We may never know how many lives we will save due to our current effort.  But as its restrictions offer us time to reflect, perhaps we would do well to consider the human cost of over 100,000 lives per year, largely the result of misaligned, disharmonious patterns of life that are just as pervasive and deadly as any pathogen. We might also ponder the elements in our society who become rich while our humanity and our economy bear the costs of unnecessary loss.

Interestingly, we might discover that we can feasibly minimize the despair that leads thousands of people to take their own lives; we can diminish the internal emptiness that make so many of us indulge ourselves toward slow deaths over decades. The solutions might seem at first like more sacrifices, but truly, they would be investments–with incalculable returns.

6 thoughts on “Should Anything Else Concern Us?

  1. Thank you for putting this into perspective and shedding light on some other major causes for concern. You’re right, those deserve our time and energy, too.

  2. I applaud your timely comparisons to keep this situation in proper perspective and thwart panic and sensationalism. I believe that a positive and measured outlook is a necessary for a good outcome as is taking care of our physical bodies. You have shifted the spotlight sideways to our complacency about “less urgent” threats to our existence, but ones that are just as dangerous if not more, over the long run. Your line about indulging ourselves toward a slow death really hit home and is right on, but…does this mean no more Ben and Jerry’s?

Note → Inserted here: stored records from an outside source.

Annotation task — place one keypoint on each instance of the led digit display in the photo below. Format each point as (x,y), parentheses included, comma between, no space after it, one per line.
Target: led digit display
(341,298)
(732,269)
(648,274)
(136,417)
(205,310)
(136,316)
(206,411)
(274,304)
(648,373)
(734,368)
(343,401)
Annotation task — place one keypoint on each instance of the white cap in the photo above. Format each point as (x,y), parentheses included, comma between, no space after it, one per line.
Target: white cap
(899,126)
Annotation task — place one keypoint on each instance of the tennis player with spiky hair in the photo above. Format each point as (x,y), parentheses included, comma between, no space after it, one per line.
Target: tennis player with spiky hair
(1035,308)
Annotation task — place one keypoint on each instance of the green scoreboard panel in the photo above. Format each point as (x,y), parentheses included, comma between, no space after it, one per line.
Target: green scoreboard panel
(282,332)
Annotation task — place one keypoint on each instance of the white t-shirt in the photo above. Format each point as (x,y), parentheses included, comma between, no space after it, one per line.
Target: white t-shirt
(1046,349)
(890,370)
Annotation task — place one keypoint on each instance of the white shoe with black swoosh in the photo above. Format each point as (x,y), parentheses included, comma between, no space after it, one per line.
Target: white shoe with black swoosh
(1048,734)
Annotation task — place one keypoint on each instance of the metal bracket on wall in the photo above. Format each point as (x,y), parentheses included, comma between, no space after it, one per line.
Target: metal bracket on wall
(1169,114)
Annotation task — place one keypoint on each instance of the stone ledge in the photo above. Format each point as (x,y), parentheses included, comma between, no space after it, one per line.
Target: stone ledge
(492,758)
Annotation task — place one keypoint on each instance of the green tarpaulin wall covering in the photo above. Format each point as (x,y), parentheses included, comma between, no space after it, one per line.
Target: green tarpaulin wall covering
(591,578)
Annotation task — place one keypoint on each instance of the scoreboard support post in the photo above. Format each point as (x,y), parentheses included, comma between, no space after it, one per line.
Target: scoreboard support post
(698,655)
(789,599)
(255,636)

    1. Haha! With my eating habits, I am not one to preach. I see an American pandemic, however, in the lack of limits we set for ourselves and the lack of concern that arises over fully preventable medical conditions that worsen over time, though we know they are self-inflicted. This has to do with mindset, and it probably warrants its own post.

  3. Maybe this virus is nature’s attempt to slow down a runaway society. Certainly many of us are rethinking what is important in our lives. And that alone, thinking of others, is an act often overshadowed by the busy lives we have had to apply the brakes to. There will be linings of many colors, as you state. Some will profit. Some will ache. But change is inevitable. And human. Thank you for your continued wise thoughts.

  4. You shed light on so many things that we just take as facts of our society and life style. Guilty as charged! I only hope some things will change after this but I that optimistic.